Nope, they are related. As I told in my previous post, the basis of the cash flows will determine the basis of the calculated YTM. If your cash flows are semi-annual, the calculated YTM will be on semi-annual basis. In order to get the annual YTM, just multiply by 2.
Nope. It is not correct to calculate compound interest because coupons are not compounded when paid, they are nominal. We can demonstrate this with a little example:
Suppose a bond with 1,000 face value that pays semi-annual with coupon of 5% and a life of 3 years. The bond is priced at 1,000 (par). We know that par bonds’ YTM is the same as their coupons. So this bond yields 5%.
Value the bond cash flows as:
(0) -1,000
(1) 25
(2) 25
(3) 25
(4) 25
(5) 25
(6) 1,025
Solving for the rate that equals the price and the cash flows we get exactly 2.50%. If we need the annual YTM, then just multiply by 2 and get 5.00%.
If we use compound formula, we will get another number: (1+0.025)^2 - 1 = 0.05063 = 5.06% which is incorrect. The YTM is 5%, not 5.06% because semi-annual cash flows does not generate compound interest.
Correct!, the convention is that all rates are on annual terms or annualized. We start from there when another time frame is needed.
Yes, thanks for pointing out that the YTM time basis is related with the payment periodicity.
I understand that YTM on semi-annual basis for the semi-annual paid bond is using the period discount rate to multiple 2. In your example, it would be 2.5% * 2 = 5%. But in my pervious post, I was thinking to calculate YTM on annual basis for the semi-annual paid bond. I think 5.06% in your example, should be the answer for the YTM on annual basis. Cuz if I need to convert YTM on annual basis to the semi-annual basis, I would do (1 + 5.06%)^1/2 - 1 = 2.5% * 2 = 5%.

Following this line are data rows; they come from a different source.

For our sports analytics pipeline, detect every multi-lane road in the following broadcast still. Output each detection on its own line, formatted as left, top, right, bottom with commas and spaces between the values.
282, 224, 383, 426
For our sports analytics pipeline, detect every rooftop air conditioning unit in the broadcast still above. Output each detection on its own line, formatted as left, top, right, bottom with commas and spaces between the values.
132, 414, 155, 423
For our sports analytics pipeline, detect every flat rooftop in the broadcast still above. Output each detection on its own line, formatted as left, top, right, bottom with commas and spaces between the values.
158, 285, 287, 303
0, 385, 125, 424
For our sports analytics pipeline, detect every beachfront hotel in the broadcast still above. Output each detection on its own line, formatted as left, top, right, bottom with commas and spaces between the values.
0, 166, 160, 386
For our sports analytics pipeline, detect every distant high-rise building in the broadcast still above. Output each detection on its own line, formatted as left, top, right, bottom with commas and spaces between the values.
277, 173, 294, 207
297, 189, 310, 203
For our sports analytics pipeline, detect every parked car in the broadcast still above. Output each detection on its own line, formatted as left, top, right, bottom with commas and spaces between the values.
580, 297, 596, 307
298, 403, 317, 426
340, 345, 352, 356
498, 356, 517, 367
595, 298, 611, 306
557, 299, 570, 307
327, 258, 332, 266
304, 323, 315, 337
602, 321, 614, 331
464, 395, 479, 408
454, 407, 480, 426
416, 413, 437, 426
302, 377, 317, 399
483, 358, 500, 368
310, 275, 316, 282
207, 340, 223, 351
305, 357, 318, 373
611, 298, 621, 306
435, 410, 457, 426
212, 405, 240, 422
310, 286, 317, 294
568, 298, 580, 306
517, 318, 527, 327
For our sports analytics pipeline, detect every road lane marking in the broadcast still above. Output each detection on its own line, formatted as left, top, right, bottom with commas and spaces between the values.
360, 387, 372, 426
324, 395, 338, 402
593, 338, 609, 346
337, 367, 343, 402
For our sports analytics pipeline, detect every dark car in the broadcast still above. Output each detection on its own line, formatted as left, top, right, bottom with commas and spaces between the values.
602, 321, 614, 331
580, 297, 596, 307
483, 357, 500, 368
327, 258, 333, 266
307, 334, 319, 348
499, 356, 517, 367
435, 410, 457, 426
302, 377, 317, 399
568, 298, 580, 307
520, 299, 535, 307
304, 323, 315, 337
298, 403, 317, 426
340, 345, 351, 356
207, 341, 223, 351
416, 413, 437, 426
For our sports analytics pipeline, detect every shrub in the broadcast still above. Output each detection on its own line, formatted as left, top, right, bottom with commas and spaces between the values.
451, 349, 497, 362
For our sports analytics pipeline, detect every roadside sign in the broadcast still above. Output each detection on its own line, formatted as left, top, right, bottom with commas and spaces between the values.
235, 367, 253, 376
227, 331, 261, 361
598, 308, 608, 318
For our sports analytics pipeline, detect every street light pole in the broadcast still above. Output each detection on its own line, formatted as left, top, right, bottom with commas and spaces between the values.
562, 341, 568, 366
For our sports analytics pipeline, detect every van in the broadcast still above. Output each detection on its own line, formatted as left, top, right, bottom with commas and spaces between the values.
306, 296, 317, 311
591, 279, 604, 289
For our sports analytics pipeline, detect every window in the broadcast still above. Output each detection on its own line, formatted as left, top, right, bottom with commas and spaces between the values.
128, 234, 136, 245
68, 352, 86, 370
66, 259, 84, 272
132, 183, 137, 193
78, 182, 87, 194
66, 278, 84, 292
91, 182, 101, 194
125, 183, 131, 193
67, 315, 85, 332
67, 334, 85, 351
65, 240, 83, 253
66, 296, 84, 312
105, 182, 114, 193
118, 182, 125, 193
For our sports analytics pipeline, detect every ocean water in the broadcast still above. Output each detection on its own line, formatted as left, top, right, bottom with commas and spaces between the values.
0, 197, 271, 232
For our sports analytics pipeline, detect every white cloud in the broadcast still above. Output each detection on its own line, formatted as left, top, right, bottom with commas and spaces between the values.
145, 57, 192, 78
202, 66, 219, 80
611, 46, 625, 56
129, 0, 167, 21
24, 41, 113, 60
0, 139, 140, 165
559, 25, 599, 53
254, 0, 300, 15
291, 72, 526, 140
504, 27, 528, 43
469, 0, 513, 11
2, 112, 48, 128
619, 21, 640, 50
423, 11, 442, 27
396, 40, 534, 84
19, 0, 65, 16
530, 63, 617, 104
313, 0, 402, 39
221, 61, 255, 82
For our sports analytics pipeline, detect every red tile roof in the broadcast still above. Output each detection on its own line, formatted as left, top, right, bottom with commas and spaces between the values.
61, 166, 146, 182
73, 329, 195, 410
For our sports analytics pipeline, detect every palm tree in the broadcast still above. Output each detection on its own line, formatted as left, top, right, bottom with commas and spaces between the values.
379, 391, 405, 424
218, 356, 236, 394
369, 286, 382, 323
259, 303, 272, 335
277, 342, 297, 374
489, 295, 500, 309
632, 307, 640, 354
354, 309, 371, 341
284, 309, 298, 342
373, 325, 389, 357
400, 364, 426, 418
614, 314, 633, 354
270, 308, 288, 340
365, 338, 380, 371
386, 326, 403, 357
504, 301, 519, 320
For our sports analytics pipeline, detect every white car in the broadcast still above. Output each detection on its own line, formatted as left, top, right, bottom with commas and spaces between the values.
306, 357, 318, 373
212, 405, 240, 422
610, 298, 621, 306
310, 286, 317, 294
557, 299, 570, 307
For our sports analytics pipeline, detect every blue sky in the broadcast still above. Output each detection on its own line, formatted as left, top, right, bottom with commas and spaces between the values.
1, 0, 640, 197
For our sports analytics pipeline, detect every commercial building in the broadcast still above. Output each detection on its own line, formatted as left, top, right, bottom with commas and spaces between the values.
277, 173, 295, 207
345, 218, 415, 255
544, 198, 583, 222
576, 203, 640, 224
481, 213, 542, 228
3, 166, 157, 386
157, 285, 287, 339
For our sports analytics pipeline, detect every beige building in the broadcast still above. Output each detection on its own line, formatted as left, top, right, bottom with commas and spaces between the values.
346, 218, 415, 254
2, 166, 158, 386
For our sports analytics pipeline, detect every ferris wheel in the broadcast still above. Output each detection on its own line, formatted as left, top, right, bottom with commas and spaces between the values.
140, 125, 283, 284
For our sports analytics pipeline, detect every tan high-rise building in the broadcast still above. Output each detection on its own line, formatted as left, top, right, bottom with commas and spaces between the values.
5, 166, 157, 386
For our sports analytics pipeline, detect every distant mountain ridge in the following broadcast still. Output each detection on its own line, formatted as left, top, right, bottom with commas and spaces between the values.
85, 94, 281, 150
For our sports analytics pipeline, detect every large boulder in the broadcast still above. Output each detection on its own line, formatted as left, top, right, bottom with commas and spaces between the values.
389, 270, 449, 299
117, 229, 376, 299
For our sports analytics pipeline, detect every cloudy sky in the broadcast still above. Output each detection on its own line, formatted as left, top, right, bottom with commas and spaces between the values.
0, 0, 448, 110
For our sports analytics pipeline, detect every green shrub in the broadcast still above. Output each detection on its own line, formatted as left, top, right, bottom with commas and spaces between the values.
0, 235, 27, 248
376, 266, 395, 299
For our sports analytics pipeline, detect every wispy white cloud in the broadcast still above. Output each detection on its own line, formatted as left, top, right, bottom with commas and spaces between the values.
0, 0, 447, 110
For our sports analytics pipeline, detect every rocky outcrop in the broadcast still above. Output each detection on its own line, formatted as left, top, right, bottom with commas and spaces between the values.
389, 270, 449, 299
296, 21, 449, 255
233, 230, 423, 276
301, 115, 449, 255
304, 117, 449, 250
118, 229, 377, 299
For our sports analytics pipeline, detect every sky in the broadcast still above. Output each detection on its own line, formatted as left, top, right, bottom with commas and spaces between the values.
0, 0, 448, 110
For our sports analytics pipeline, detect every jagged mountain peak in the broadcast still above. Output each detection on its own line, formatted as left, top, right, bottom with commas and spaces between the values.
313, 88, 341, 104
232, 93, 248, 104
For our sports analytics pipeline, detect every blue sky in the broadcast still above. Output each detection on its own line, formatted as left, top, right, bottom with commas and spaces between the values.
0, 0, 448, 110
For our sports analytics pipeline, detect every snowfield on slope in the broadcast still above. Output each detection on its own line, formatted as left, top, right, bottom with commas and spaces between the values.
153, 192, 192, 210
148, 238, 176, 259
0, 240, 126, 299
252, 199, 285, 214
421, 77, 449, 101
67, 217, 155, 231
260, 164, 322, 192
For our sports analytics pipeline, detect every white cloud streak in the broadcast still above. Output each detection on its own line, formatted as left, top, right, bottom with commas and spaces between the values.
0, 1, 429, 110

This logic makes sense to me now. Am I following the correct lead?
Yes, thanks for pointing out that the YTM time basis is related with the payment periodicity.
I understand that YTM on semi-annual basis for the semi-annual paid bond is using the period discount rate to multiple 2. In your example, it would be 2.5% * 2 = 5%. But in my pervious post, I was thinking to calculate YTM on annual basis for the semi-annual paid bond. I think 5.06% in your example, should be the answer for the YTM on annual basis. Cuz if I need to convert YTM on annual basis to the semi-annual basis, I would do (1 + 5.06%)^1/2 - 1 = 2.5% * 2 = 5%.
This logic makes sense to me now. Am I following the correct lead?